Chapter 3 Biogeochemical Processes Controlling the Fate and Transport of Arsenic: Implications for South and Southeast Asia

Abstract

Arsenic is a ubiquitous toxin present in soils and waters resulting from both natural and anthropogenic sources. Within South and Southeast Asia, tens of millions of people are drinking groundwater having arsenic concentrations exceeding the recommended standard of the World Health Organization (10 μg L−1). Arsenic originates within minerals of the Himalaya. During weathering and erosion, arsenic is transported down the large river systems draining the mountains in the sediment load primarily as arsenic-bearing iron oxides and then deposited in the Bengal Basin, and Irrawaddy, Mekong, and Red River Deltas. The key biogeochemical step leading to human exposure of arsenic via drinking water is a result of arsenic release from soil/sediment solids into pore water. With the exception of ‘extreme’ pH values (pH 9) or high concentrations of competing anions such as phosphate, arsenic release is predicated on the aeration (or redox) status of the environment.

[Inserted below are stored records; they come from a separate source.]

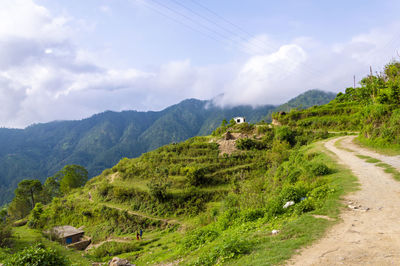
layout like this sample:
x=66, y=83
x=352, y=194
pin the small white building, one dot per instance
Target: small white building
x=239, y=119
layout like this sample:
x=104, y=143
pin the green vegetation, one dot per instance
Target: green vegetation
x=200, y=207
x=30, y=193
x=211, y=199
x=373, y=109
x=387, y=167
x=36, y=255
x=100, y=141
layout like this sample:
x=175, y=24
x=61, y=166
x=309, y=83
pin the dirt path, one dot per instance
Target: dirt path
x=165, y=221
x=120, y=240
x=365, y=237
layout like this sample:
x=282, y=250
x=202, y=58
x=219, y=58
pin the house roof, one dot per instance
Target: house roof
x=66, y=230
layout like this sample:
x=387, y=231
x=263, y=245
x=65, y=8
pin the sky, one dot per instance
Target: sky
x=70, y=59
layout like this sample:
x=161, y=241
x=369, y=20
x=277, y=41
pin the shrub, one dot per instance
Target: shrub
x=37, y=255
x=319, y=169
x=290, y=193
x=114, y=248
x=198, y=237
x=195, y=176
x=229, y=249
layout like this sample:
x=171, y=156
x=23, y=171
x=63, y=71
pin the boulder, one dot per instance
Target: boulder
x=119, y=262
x=275, y=232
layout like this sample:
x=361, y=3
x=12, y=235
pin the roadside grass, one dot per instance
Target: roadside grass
x=338, y=144
x=377, y=146
x=25, y=237
x=387, y=167
x=390, y=170
x=368, y=159
x=304, y=230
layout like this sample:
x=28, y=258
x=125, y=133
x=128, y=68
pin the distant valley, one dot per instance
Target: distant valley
x=100, y=141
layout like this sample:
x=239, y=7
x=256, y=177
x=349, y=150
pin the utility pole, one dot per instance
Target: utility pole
x=370, y=82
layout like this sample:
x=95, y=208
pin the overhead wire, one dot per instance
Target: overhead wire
x=285, y=70
x=249, y=35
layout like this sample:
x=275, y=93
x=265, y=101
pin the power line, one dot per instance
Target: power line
x=310, y=69
x=285, y=71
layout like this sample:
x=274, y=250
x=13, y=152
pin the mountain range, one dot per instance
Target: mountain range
x=100, y=141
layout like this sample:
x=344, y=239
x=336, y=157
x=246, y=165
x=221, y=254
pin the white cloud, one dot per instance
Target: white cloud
x=44, y=76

Within aerated soils and sediments, arsenic predominates in the As(V) oxidation state and typically binds strongly to soil solids. Upon a transition to anaerobic conditions, arsenic is reduced to As(III), and while binding appreciably to Fe(III) (hydr)oxides, provided they are present, is labile and thus subject to migration and biological uptake. The transition from As(V) to As(III) is, in fact, an important transformation impacting As within reducing environments (discounting sulfogenic systems). The fate and transport of arsenic under anaerobic conditions, however, is further modified by reactions of and with Fe. Although transformation products of ferrihydrite reduction can lead to transient sequestration of arsenic, iron (hydr)oxide reductive dissolution further promotes dissolved concentration of arsenic. Within the aquifer systems of South and Southeast Asia, organic matter (co-deposited, incorporated, or dissolved) promotes anaerobic conditions in soils/sediments residing below the water table, leading to reductive release of arsenic. Arsenic release is most prominent in environments where organic matter is incorporated into anaerobic systems (such as permanently saturated wetlands), yielding the greatest magnitude of arsenic and iron reduction.